Nancy McClelland said:


> After what they did to some of my Koi, I went on an eradication spree and never lost another fish. Snares work great or you could go the animal control way. But, once they are dead, they harm no more pets.


how did you get rid of them if I may ask? 

Another thing. On that side of my house where possums are near to, I buried two of my pets when they passed. One of my rabbits passed 1.5 years ago and one of my cockatiel birds died in April this year. I didn't bury them very deep. Ground is hard to dig there. IS it possible that possums can sense my deceased buried bird or is this not something they are interested in?


----------



## Nancy McClelland (Aug 27, 2016)

They were climbing up a neighbors fence and then walking across the top and I also found a few tunnel sites, so I set up wire snares like I was taught in survival training 5 decades ago. Got 5 total and then no more murdered Koi--they'd kill them and then eat 3 or 4 bites and leave them in my yard. Some of them I had raised from 2" fry and had them for 10 years and they'd take food from my fingers so I took their death personally. My dad had chickens and we had to bury tin siding 36" deep and we double walled the coop with heavy guage wire as chicken wire was not nearly strong enough.
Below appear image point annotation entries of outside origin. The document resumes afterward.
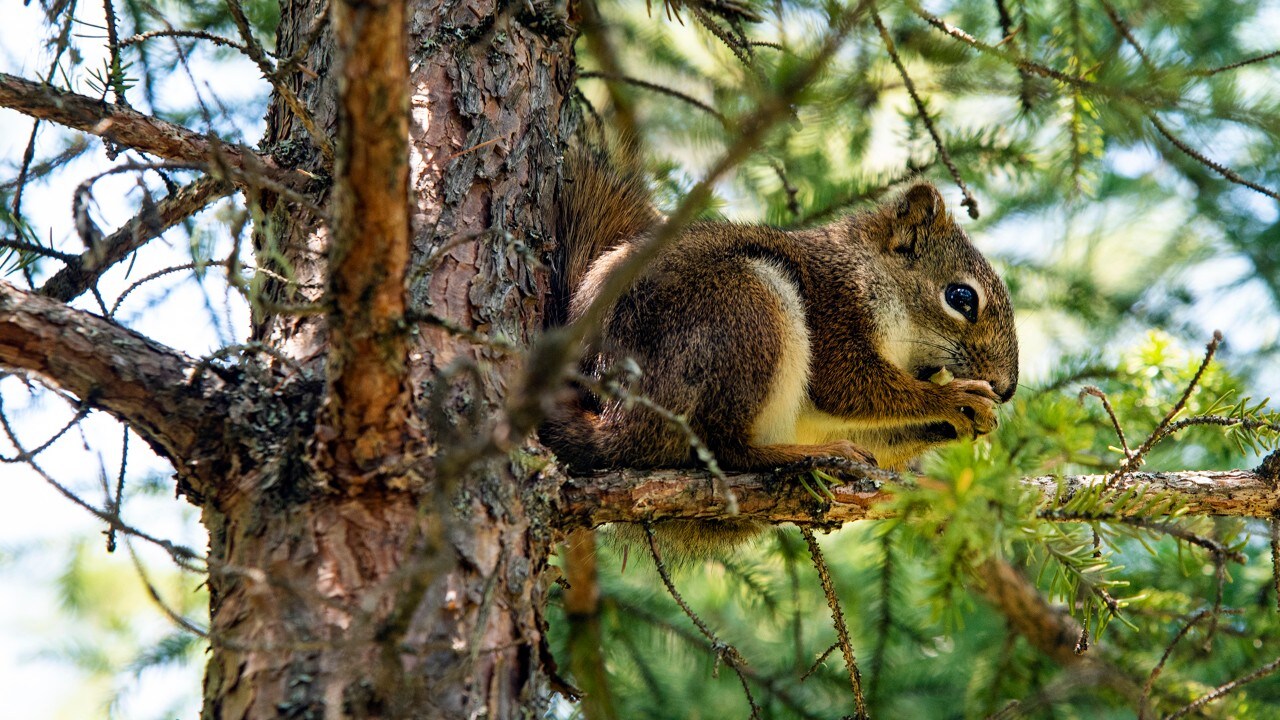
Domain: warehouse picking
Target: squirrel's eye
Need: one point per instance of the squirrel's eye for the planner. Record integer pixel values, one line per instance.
(964, 300)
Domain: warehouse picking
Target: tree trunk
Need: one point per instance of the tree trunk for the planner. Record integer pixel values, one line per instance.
(412, 591)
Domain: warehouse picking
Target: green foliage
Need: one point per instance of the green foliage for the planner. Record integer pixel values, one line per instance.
(1116, 245)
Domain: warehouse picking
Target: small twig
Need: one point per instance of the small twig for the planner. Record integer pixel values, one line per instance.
(191, 33)
(27, 455)
(117, 500)
(658, 89)
(1220, 586)
(1275, 556)
(1226, 688)
(291, 99)
(23, 246)
(723, 651)
(1223, 420)
(158, 274)
(1239, 64)
(837, 616)
(178, 619)
(181, 555)
(1136, 459)
(1106, 405)
(312, 33)
(1155, 671)
(1207, 162)
(885, 623)
(1127, 32)
(115, 78)
(923, 112)
(818, 662)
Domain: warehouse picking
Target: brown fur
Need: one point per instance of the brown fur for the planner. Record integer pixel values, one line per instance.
(780, 345)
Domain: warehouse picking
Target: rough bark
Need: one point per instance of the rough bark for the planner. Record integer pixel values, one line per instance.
(634, 496)
(173, 401)
(419, 598)
(369, 251)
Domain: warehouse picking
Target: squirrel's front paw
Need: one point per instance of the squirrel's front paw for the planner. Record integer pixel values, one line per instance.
(972, 406)
(848, 450)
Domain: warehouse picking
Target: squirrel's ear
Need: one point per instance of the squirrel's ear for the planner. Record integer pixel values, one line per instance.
(920, 205)
(918, 208)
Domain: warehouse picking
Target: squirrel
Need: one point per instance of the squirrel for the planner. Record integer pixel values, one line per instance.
(871, 338)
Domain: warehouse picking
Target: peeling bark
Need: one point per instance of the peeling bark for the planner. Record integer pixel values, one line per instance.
(369, 250)
(634, 496)
(419, 598)
(174, 402)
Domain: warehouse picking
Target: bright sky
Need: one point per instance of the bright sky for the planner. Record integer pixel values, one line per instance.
(36, 522)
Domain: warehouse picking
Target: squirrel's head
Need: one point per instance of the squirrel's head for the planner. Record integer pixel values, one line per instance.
(952, 310)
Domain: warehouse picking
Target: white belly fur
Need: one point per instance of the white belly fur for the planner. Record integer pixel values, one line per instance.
(789, 390)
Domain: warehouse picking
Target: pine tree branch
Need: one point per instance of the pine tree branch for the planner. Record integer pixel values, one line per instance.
(634, 496)
(129, 128)
(83, 270)
(168, 397)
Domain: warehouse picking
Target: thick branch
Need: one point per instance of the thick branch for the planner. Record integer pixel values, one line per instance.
(369, 255)
(631, 496)
(81, 273)
(131, 377)
(126, 126)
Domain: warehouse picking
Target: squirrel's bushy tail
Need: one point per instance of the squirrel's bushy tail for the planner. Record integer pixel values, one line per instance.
(604, 200)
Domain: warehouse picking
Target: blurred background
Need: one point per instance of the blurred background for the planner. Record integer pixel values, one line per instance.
(1123, 245)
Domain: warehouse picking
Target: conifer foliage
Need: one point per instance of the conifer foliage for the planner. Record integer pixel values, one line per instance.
(1110, 551)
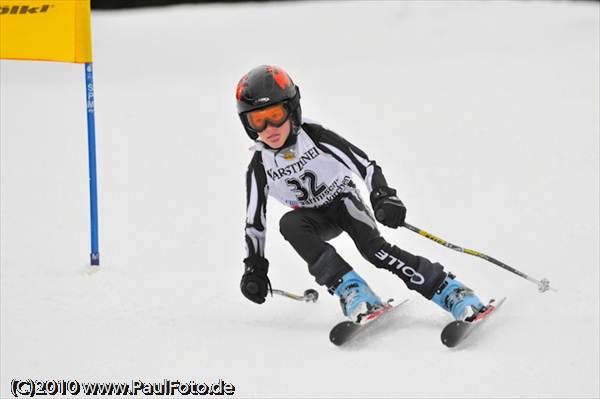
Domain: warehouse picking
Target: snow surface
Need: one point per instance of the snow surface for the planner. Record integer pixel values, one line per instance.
(484, 116)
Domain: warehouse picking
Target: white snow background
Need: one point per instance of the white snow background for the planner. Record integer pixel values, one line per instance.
(484, 116)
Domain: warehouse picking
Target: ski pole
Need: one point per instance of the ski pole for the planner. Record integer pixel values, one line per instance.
(543, 284)
(309, 295)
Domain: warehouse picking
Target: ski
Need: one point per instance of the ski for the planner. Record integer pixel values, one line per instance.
(346, 331)
(455, 332)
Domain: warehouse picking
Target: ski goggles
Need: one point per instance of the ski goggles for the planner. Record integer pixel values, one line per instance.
(275, 115)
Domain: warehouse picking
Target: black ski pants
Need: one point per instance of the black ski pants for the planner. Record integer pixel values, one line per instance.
(308, 231)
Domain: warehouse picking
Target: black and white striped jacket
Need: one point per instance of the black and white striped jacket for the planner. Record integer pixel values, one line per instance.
(308, 174)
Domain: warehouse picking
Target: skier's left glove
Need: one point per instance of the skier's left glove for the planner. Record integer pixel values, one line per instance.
(389, 210)
(255, 284)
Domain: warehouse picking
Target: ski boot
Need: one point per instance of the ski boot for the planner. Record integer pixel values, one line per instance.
(356, 298)
(454, 297)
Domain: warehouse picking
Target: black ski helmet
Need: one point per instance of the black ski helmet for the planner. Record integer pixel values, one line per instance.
(264, 86)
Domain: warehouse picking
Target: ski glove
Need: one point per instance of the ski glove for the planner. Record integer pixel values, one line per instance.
(255, 284)
(389, 210)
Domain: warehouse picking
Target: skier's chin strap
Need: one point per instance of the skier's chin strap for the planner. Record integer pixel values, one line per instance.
(290, 141)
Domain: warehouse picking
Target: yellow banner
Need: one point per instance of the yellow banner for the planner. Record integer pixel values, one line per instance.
(49, 30)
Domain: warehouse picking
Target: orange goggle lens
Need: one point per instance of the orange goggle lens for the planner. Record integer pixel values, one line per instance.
(275, 115)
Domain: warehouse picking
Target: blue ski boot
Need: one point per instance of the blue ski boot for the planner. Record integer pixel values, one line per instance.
(356, 298)
(458, 299)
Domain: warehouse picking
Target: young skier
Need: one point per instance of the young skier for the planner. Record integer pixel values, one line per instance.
(309, 168)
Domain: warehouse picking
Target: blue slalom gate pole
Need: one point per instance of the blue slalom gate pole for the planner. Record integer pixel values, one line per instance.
(89, 83)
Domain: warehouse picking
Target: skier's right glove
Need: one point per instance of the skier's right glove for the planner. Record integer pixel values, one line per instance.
(255, 284)
(388, 208)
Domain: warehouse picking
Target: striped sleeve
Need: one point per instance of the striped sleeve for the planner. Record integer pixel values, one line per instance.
(256, 206)
(353, 157)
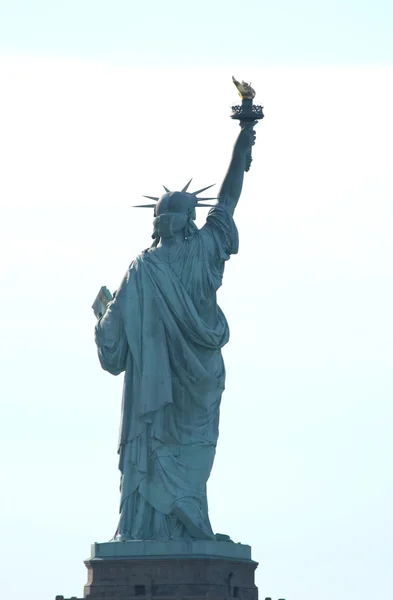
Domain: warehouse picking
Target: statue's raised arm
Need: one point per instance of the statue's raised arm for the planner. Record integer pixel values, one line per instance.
(231, 188)
(248, 114)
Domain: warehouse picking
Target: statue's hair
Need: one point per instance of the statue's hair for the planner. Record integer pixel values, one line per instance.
(169, 224)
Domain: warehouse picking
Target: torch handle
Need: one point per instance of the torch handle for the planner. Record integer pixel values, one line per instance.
(248, 124)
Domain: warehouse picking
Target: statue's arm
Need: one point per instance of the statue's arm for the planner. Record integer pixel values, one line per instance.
(111, 340)
(231, 188)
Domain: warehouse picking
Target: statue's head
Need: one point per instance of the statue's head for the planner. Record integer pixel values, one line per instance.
(175, 213)
(176, 203)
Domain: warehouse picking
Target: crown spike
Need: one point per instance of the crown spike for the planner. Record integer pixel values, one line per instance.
(203, 189)
(186, 186)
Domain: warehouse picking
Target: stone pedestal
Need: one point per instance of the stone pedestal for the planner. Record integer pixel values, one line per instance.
(195, 570)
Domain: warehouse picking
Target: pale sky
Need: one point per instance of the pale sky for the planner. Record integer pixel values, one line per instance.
(102, 103)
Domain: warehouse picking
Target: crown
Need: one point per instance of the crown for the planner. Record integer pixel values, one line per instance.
(198, 203)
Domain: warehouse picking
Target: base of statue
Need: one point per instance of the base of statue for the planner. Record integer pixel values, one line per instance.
(172, 570)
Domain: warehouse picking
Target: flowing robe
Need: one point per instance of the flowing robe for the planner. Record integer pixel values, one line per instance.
(165, 330)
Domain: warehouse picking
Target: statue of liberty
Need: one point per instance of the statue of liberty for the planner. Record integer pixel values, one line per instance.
(165, 330)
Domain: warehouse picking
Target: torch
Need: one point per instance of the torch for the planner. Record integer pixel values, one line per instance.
(247, 113)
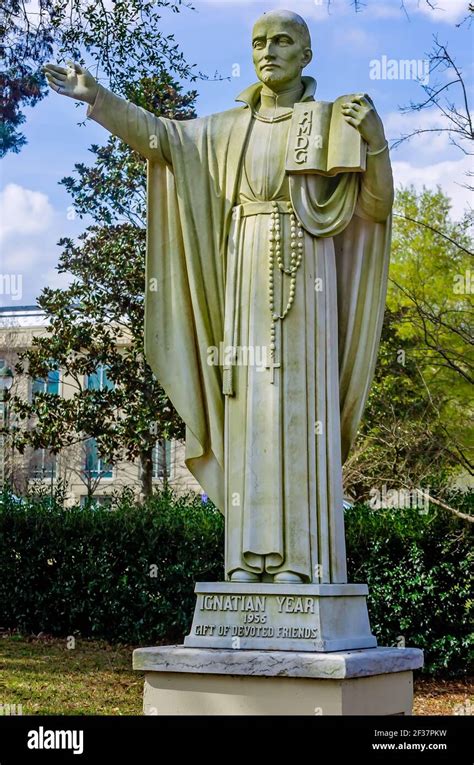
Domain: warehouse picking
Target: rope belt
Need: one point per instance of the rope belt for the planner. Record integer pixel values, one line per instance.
(261, 208)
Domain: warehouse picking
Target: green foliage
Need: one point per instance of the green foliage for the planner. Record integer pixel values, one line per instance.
(91, 571)
(416, 429)
(121, 41)
(419, 571)
(99, 318)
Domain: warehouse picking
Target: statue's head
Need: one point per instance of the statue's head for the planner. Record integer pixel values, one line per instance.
(281, 48)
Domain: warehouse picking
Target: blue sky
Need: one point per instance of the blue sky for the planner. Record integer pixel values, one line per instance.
(36, 212)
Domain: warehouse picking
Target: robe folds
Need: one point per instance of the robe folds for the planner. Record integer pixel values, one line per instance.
(206, 248)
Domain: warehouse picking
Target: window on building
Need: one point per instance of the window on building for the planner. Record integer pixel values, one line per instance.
(95, 466)
(49, 384)
(42, 465)
(161, 457)
(99, 379)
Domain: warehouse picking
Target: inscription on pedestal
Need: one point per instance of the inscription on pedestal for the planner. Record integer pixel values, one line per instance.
(304, 617)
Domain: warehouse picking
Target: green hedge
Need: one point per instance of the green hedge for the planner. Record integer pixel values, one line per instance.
(127, 574)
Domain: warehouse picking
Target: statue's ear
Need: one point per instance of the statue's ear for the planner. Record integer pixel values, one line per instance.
(307, 57)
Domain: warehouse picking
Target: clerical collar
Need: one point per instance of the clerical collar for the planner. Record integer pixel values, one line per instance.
(251, 95)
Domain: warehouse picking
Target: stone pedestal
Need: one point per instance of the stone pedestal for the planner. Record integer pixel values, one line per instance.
(281, 617)
(195, 681)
I still consider them as vermin and opportunistic predators and know others that have had their bunnies killed after getting their feet chewed off and bleeding out so I don't believe in peaceful co existence and could not get animal control to do anything except tell me where to "BUY" traps.


----------



## Akzholedent (Aug 27, 2016)

Nancy, i hate that you've had to deal with that.. Considering what you just said about them chewing off bunny feet, thats probably what happened with our baby chicks that had their toes ripped off. :-( 

Nah, im not a possum fan. If you want to raise "prey" animals, there is no "peaceful coexistence" with anything like possums, raccoons, foxes, etc.


----------



## Thumperina (Aug 28, 2016)

thanks Nancy.
The situation is not getting any better here. As soon as it gets dark (now it's 8.30 pm), I see possum's eyes shining in the dark on my neighbor's side. I have to stand in the corner of my yard waiving flashlight at him and I also tap metal fence with the broom making noise (what a circus, you say). He skittishly sitting there not coming close but he is still there. I have a feeling he is a young possum who just getting independent. While I am doing this, my rabbits sit under the deck. I hate to bring them in so soon after they just got out (they have to be inside during the heat of the day cause it's still hot, I let them out at about 7pm, and also in the morning). Unfortunately, space under the deck is in the plain view from where possum is located so he can very possibly see the bunnies. 
I allow my bunnies a bit more of a fresh air and then bring them in garage for the night (geez it has to be early now)
Do you guys think... if possum can't see the bunnies, would he still be interested in my yard? Of course, I am not talking about leaving them unattended after dark, but I thought to throw a blanket on my chain link fence thus blocking him a view of under the deck space. 
I can't believe that all of a sudden we have so many activities going on, I also see a cat or even two who come near this area since possum are here. Do cats come because of the possums? My buns have been here for years and it wasn't attracting cats so bad. 

But anyway... I am getting tired of putting up a light/noise show every single evening. I start considering live trap possums,and relocate them to a wild park if trapping without permit legal 
Also, does anyone know if I have a right to do anything with them if they are not even on my land? For sure, their den / living space is in my neighbor's yard. Can I say call animal control and ask to remove posums from my neighbor's yard ?


----------



## Akzholedent (Aug 29, 2016)

You should be able to call animal control. If they're any bit concerned about animal welfare, they'll help.


----------



## Nancy McClelland (Aug 30, 2016)

:yeahthat:You do have the right to protect your pets and property.


----------



## Thumperina (Aug 31, 2016)

New turn of events  
We now see two cats hanging out there, who are on time on their duty - at 8.20 each night, rain or shine (well, thanks goodness they are only there after dark)
I am not sure who attracted who but it doesn't matter. I saw possum very close twice, and now I realize that when I saw him running fast straight at me as if he was escaping somebody, the predator threatening him was one of this two cats ( I saw somebody black running after possum but thought it was another possum, who turned around because of me standing there, so I may be the one who saved possum's life  
It's possible that possum is gone because of the cats. 
I am not sure what this cats want. 
Is there a way to tell if a cat is stray or not? I am pretty sure one has a home but not sure about the other one. I never seen them during the day, though.


----------



## Akzholedent (Aug 31, 2016)

Yeesh! If not one rabbit harming animal, its another.. After those cats go, watch out for raccoons. You have a personal wild Zoo!


----------



## Thumperina (Sep 1, 2016)

Raccoons would be my worst fear! 
Both cats didn't show up tonight! Maybe their owner finally locked them up? 
(I am rolling my freshly bought powerful flashlight LOL)


----------